Archive for the ‘Chapter 11’ Category

657/11: The Essential Knowledge

September 14, 2006

Summary: Our attempts at accumulating knowledge can lead us to confusion and dissatisfaction. A genuine insight is necessary in addition to our attempts at finding solution from other sources. This genuine insight is the essential knowledge. With this, other things start making sense and you can then try to implement them in your life.

Verse 657: Tayaa Paandava Aise Chitti, Aad Vishwarupaachi Javanika Hoti, Te Phitoni Geli Parouti, Hey Bhale Jaahale.

Translation: Arjuna felt in his heart that the curtain of the cosmic form (Krishna’s Vishwarup) has finally been removed and he felt enormous bliss.

In the tenth chapter of Gita, Arjuna gets to hear the various ways in which we can see Krishna in this world (Vibhuti Yoga). Then, in the eleventh chapter, Arjuna wishes to see the actual form of Krishna. He wished to see that form of the God in which the whole creation is but a part. Krishna, being compassion incarnate, fulfilled even this request of Arjuna. However, at the end of this chapter, Arjuna felt that the familiar form of Krishna is the one he would like to have as his companion. Hence, he requested Krishna to return back to his old form. Krishna was not very amused! He tried to tell Arjuna that the form you have just seen is what everyone wishes to see. Even Vedas indicate this very form of mine and you have been fortunate to see it as clearly as a gooseberry on the palm of your hand. Do not throw away this fortune. However, Arjuna was sure about what he wanted. Hence Krishna reverted back to his usual form. This verse explains how Arjuna felt at that time. It says: Arjuna felt as if he is free to live his life as freely as before. The all-encompassing nature of the Vishwarup was too overwhelming for him to live his normal life. Hence, he felt tremendous bliss after its removal. The familiar form of Krishna was like a soothing balm to his parched eyes.

When we start a new thing in our life (for example serious sadhana), we do not actually know what all needs to be done and what reasonable, realistic goals we should set for ourselves. We then talk to like-minded people or read books that are supposed to help us in our quest. However, our own life is so unique and so personal that other person or a book can help us only to a certain extent. For example, a book on sadhana may say that one way to look for progress in sadhana is to see if you have less anger, another may ask you if you reduced finding faults at others and yet another may tell you to see if you have become more sympathetic with others etc. etc. Similarly, different persons will give you different advices. Now, all of these aims look very reasonable and none of them look wrong. However, we are not somehow satisfied. Worse, we feel dejected that we are not satisfied with these correct and reasonable choices for our problem. This dejection has a good chance of making us feel worthless and thereby producing a lot of negative energy towards tackling our problem. I feel that Arjuna’s dissatisfaction upon seeing the Vishwarup is similar to our situation when we try to find solution to our quest in books and in experiences of other people. Even though we cannot find a single thing wrong in those solutions, we are not happy.

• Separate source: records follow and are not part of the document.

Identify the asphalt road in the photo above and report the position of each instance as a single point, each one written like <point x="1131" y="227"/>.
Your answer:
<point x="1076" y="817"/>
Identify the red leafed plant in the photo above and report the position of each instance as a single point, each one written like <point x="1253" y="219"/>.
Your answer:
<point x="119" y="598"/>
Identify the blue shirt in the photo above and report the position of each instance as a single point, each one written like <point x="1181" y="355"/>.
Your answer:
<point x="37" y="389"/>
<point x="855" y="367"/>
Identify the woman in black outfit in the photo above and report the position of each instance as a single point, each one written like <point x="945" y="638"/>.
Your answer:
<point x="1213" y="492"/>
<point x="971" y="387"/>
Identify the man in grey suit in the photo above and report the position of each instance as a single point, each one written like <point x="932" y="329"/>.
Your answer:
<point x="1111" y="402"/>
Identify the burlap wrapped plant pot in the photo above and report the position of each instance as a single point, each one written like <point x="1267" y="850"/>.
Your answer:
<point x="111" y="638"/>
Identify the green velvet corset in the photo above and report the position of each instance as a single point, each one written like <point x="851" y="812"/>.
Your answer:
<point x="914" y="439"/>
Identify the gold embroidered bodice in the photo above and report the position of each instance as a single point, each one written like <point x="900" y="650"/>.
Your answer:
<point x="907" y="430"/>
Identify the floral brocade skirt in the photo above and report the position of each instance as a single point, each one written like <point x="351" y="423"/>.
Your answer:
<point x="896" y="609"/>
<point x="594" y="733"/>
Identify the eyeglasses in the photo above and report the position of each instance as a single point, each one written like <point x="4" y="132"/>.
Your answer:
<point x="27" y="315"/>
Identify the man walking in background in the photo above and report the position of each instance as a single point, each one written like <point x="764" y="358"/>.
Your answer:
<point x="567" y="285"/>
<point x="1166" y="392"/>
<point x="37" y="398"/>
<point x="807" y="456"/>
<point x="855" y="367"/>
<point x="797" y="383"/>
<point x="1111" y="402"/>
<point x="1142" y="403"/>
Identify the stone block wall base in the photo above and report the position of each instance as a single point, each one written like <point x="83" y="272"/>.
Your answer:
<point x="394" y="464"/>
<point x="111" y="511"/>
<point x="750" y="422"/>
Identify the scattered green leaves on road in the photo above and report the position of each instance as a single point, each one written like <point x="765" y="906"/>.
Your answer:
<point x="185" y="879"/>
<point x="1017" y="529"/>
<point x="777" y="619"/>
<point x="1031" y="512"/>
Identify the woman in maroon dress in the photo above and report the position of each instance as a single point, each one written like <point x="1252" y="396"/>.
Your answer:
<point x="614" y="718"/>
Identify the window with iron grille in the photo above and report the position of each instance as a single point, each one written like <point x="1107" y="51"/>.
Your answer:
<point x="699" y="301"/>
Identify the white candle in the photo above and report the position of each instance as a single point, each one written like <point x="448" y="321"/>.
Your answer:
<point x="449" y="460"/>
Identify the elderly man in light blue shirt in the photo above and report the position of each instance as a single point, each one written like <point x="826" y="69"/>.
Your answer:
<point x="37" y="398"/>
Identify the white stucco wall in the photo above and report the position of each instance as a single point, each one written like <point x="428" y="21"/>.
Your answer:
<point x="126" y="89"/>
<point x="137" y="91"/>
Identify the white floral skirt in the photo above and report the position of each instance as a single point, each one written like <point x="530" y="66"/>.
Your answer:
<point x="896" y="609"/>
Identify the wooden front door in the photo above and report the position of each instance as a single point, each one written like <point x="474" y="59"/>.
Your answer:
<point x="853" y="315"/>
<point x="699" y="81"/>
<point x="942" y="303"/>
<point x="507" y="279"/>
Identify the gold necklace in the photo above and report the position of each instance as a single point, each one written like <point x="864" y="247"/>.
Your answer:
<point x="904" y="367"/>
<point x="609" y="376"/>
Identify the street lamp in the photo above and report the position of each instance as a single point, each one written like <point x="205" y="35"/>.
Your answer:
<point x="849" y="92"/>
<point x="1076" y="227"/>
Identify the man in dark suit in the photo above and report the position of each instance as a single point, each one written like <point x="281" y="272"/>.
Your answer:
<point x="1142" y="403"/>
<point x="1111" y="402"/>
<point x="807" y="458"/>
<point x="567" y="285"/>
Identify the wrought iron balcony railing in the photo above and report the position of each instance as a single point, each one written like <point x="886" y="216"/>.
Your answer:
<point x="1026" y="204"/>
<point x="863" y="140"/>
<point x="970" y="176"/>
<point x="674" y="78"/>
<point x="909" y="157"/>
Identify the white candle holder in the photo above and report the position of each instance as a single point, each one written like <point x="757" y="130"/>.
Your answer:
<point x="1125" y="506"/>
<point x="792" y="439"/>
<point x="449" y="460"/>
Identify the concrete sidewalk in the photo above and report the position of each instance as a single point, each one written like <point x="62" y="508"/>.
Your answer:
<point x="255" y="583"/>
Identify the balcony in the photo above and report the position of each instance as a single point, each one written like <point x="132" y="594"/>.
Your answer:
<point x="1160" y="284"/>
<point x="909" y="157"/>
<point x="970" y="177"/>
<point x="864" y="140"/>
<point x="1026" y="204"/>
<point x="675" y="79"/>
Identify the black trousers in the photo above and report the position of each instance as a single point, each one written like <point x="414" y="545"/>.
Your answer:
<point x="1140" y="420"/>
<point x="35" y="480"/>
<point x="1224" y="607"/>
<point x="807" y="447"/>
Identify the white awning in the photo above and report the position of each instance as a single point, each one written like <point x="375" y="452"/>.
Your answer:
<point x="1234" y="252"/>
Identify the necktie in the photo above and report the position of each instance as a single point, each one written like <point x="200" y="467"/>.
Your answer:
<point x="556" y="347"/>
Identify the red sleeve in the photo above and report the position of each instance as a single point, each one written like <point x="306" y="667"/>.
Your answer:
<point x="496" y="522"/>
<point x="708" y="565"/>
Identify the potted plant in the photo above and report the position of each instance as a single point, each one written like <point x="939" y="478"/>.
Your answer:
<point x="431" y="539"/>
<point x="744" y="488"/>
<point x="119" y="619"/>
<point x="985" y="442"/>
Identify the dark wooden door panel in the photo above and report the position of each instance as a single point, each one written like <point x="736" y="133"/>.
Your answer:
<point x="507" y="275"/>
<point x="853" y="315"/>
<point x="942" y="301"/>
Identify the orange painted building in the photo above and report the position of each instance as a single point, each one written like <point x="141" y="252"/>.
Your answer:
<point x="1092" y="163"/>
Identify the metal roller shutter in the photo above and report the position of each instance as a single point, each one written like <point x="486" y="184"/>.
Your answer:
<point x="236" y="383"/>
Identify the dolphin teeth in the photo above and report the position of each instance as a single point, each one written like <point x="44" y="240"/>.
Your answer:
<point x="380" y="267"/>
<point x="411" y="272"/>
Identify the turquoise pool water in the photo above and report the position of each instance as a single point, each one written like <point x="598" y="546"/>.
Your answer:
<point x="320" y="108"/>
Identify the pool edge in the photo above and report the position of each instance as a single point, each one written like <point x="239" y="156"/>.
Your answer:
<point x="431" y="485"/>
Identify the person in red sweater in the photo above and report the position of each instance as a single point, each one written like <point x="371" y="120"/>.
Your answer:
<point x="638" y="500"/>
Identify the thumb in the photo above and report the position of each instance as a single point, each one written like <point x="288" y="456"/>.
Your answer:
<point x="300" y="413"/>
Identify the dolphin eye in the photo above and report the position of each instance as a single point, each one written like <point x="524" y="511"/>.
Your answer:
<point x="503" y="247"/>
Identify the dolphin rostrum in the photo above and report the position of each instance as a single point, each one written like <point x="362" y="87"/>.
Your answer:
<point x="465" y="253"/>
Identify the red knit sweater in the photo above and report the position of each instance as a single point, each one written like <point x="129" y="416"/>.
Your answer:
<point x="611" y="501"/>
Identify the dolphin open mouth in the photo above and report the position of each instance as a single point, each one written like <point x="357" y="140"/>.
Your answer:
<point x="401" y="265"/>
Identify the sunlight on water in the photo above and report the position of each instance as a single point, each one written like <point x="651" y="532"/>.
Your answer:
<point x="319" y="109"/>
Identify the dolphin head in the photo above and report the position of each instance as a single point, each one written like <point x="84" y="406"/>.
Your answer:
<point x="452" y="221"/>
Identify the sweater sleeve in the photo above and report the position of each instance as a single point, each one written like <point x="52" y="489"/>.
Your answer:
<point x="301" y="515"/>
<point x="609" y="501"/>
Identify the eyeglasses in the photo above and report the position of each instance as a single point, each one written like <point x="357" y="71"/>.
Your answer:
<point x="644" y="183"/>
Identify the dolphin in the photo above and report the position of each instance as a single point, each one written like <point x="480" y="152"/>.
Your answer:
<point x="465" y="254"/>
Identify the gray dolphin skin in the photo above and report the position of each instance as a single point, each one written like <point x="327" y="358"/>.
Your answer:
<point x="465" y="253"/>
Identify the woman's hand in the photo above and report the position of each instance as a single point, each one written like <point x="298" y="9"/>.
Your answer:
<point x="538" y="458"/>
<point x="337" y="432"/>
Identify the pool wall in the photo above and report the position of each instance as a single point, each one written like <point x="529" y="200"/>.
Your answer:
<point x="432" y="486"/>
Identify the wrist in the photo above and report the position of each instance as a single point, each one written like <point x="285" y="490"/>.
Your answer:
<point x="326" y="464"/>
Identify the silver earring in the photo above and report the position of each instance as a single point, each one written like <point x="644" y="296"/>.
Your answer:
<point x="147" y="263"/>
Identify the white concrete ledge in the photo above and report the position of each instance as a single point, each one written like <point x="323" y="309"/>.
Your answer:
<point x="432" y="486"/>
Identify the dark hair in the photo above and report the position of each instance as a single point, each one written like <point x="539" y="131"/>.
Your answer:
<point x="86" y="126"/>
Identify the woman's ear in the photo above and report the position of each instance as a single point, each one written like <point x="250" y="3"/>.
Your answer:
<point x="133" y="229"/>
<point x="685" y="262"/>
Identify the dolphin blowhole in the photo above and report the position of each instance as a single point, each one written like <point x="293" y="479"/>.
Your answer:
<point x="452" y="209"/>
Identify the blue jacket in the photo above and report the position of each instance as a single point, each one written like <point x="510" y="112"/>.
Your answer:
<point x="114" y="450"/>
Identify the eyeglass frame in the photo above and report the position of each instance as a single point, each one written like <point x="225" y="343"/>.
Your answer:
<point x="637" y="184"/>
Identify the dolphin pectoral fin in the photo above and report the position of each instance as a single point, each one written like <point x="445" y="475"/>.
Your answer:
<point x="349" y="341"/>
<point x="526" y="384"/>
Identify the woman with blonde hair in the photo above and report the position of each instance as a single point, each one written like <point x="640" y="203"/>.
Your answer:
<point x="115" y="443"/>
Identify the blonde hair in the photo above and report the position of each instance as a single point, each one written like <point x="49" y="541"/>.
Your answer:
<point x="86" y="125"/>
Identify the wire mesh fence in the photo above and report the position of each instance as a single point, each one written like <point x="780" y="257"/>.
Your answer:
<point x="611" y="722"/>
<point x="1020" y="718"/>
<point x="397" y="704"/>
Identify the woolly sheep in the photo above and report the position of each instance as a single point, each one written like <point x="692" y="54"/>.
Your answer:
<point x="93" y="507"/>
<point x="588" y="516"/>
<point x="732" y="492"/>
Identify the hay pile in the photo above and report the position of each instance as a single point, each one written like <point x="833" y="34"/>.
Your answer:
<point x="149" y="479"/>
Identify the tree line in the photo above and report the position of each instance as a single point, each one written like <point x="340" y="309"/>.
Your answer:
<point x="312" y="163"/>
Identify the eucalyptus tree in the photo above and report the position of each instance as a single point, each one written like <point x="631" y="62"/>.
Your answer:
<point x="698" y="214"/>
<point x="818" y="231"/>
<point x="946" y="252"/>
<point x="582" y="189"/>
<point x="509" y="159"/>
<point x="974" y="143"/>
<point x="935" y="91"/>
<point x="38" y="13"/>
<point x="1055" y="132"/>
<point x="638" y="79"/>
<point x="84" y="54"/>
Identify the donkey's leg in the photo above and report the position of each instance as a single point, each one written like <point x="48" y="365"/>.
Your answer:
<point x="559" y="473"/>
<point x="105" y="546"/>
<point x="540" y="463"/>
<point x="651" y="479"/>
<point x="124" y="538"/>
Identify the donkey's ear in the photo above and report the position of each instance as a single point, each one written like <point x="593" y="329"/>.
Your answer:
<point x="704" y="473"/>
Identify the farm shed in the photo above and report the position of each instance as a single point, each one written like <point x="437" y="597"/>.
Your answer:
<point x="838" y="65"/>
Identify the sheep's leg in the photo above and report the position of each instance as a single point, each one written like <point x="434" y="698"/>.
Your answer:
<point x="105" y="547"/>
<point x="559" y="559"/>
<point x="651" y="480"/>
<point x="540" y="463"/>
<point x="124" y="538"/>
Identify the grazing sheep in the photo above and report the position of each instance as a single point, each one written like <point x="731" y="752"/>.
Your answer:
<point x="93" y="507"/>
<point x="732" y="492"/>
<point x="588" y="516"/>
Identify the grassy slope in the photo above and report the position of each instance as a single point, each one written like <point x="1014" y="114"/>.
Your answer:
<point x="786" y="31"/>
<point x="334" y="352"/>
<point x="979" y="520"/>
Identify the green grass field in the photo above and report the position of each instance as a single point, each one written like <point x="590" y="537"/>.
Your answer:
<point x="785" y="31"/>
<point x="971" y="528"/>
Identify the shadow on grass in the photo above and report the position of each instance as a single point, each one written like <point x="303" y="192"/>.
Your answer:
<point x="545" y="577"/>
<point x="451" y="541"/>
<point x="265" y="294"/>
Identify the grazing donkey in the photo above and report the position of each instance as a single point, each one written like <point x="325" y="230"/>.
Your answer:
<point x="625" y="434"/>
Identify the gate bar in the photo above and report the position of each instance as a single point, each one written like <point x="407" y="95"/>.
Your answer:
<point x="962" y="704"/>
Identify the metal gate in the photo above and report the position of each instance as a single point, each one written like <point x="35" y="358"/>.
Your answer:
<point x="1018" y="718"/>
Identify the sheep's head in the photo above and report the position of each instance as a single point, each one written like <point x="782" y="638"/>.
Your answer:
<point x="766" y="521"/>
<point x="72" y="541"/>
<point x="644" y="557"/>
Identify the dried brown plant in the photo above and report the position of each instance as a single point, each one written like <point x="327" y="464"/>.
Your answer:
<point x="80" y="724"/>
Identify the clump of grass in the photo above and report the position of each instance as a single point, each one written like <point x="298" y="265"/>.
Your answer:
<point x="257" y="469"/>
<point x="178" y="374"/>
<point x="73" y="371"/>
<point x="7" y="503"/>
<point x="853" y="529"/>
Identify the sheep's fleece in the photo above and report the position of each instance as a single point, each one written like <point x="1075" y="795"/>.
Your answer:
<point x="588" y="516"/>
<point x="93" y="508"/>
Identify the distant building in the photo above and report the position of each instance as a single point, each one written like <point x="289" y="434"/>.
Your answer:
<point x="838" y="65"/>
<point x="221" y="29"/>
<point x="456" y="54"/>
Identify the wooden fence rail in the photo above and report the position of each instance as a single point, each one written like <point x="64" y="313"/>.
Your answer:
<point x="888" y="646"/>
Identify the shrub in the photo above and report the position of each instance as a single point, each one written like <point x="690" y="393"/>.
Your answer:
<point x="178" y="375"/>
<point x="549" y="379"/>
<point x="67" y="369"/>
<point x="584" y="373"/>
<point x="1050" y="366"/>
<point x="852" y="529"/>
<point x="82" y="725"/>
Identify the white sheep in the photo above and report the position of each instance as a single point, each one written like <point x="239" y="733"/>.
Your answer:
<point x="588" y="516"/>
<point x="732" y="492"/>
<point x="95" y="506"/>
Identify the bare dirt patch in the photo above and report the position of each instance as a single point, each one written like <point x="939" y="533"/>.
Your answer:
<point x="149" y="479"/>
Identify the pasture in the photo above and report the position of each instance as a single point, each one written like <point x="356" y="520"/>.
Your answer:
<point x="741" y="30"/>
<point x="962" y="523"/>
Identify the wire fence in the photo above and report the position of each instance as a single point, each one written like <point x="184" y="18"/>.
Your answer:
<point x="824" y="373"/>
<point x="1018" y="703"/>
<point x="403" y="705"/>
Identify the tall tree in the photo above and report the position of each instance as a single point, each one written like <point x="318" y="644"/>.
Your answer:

This uneasiness of ours is an essential step towards making us believe in our self-experience (Swasamvedya). If our attempts at finding solution were honest and intense, there comes a time when we instinctively feel the right solution. What you have read before or all the advice you have listened to now just falls in place when you look at them with this newfound attitude of yours. This situation is exactly like what Arjuna felt when the Vishwarup was removed and the Krishna in the form that he liked most appeared.

This new attitude is the essential knowledge we have been searching for. Since this insight has come from within, it also comes with the power to implement it in our life. Of course, we now should have enough strength of mind or courage to actually carry out what we instinctively feel. There will be people around us who may advise other course of action, just like Krishna told Arjuna that the Vishwarup is the correct way of looking at me. Just like Krishna, other people too are right! But they are right in their own lives. In our life, we have to do what we instinctively feel right. Just like Arjuna demanded the old form of Krishna, even after Krishna repeatedly telling him that it may not be the right thing. This courage of Arjuna is what we should all aspire for. We should have it in our life at least in some degree, if not the whole thing. The essential knowledge we have obtained will be really useful only if we have this courage. Then, our sadhana will proceed without doubt and with new vigour, just like Arjuna felt enourmous bliss after Krishna reverted back to his old form.